「間伐紙と出合って、『森を育てる』ことを思い出しました」と言うのは、株式会社グレエイトの代表取締役を務める伊藤
隆さん。「はんこ屋さん21」というお店の名前の方が、一般には知られているかもしれない。印鑑や名刺をオンデマンドで作成をする店舗を全国に300店以上展開しており、すべての店舗で間伐材を原料にした名刺用紙をラインナップしている。
ご存知の読者も多いかもしれないが、間伐とは混みあった森林の木を抜き伐りすることだ。これを怠ると材木に適した大きさまで木が育たず、生産性のない森になってしまう。間伐紙とは、間伐により伐られた木、すなわち間伐材を原料として作られた紙を指す。
「私の故郷、会津では娘が生まれたら桐を植えろと言われていました。森に投資すると、子供が結婚する頃には回収できる“森の経済”が成り立っていたわけです。昔の人々は、間伐材の利用まで含めて、森は大切な資源の供給源ということを知り、森を育てる意識を持っていたのでしょう」と、伊藤さんは語る。
実は彼自身も、都会で一生懸命に働くうちに『森を育てる』ことを忘れかけていたという。そんなとき、林野庁の担当者と出会って、日本の森では間伐が滞ったために森が荒れる現象が起きていると耳にする。
「林業関係者だった叔父の話を聞いていたので、子供の頃には森の営みをよく知っていました。そして今の仕事には紙が欠かせない。だから、間伐紙を使えば、日本の森を育てる助けになると知って、すぐに何かしたいと思いました」
といっても最初から普通紙と同じわけにはいかなかった。紙質や強度、印刷技術など、いくつかの課題があったからだ。改良を重ねた結果、昨年10月からすべての店舗で間伐紙の名刺の発売を開始した。

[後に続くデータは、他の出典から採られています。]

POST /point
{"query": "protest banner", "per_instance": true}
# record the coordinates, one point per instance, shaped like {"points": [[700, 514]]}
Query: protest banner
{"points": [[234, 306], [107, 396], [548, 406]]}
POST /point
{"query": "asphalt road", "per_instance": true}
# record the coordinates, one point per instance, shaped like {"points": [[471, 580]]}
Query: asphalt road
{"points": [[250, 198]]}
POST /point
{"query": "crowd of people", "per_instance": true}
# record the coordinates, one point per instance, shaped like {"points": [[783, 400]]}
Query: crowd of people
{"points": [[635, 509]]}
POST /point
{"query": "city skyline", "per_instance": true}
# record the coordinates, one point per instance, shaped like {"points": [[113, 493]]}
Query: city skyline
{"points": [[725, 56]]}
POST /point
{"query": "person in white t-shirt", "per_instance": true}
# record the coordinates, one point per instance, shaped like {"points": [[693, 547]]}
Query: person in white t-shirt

普及している普通紙に比べると、若干コストがかかるが、環境問題に興味が薄いお客様にも手にとってもらえるようにとの配慮から、あえて普通紙と同じ価格で販売することにした。プロジェクトを担当している相地浄貴さんは、「普通紙の半数くらいまで売上が伸びています。暖かみのある風合いがいいと、間伐紙を選ぶお客様が増えているそうです」という。今後、封筒など他の製品にも展開する予定だ。

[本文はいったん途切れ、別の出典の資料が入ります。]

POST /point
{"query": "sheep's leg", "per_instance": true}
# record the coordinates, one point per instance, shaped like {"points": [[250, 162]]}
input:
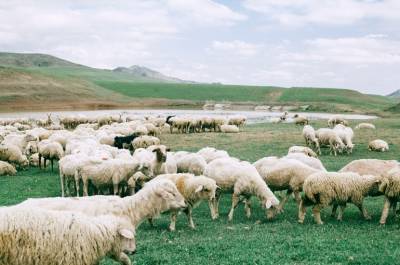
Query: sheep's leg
{"points": [[124, 259], [235, 202], [385, 211], [188, 212], [247, 206], [317, 214], [342, 207], [302, 212], [173, 221]]}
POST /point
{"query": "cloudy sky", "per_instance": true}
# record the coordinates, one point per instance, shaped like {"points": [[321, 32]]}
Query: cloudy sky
{"points": [[324, 43]]}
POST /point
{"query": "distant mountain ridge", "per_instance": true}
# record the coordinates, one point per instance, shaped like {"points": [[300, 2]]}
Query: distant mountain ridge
{"points": [[144, 72]]}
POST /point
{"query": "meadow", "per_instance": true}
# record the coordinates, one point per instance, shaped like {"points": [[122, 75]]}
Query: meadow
{"points": [[254, 240]]}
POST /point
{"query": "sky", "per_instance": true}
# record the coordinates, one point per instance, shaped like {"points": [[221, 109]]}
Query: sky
{"points": [[351, 44]]}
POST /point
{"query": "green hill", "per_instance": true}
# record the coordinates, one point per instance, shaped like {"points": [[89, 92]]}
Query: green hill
{"points": [[40, 81]]}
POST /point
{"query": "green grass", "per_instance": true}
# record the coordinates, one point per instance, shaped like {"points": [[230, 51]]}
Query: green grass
{"points": [[247, 241]]}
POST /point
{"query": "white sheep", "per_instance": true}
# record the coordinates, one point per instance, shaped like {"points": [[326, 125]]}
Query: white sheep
{"points": [[7, 169], [365, 125], [326, 188], [38, 236], [302, 149], [49, 151], [330, 138], [241, 178], [153, 199], [310, 138], [191, 163], [378, 145], [194, 189], [225, 128]]}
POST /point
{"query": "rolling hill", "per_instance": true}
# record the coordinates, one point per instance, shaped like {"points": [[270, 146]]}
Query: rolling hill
{"points": [[44, 82]]}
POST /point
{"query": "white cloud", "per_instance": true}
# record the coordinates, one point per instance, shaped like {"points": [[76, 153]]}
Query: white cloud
{"points": [[338, 12]]}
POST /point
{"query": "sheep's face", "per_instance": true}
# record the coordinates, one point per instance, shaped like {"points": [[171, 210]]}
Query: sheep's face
{"points": [[128, 240]]}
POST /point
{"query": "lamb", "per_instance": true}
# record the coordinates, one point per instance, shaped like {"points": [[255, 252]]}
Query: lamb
{"points": [[302, 149], [325, 188], [7, 169], [286, 174], [38, 236], [243, 179], [145, 141], [13, 155], [210, 154], [310, 138], [191, 163], [390, 187], [365, 125], [225, 128], [194, 189], [153, 199], [49, 151], [305, 159], [330, 138], [378, 145], [374, 167]]}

「経団連が間伐材の利用を推奨すると発表したことで、大企業での採用が進むといいですね。そうすれば他も追従して、普及してくると思います。グリーンコンシュマー製品に指定してもらったり、間伐材マークをもっと定着させることも必要です」と言う伊藤さんは、より一層、政治家が積極的に環境問題に関わって、法改正なども含めて環境に優しい社会システムを作るべきだとも考えている。
苗木を植えることと同じように、木を伐ることも本来は『森を育てる』営みだったはずだが、間伐への理解はまだまだこれからだ。日々の暮らしの中で、間伐紙を活用した製品を積極的に選んでいれば、少しずつでも着実に地球温暖化防止に貢献できるのだ。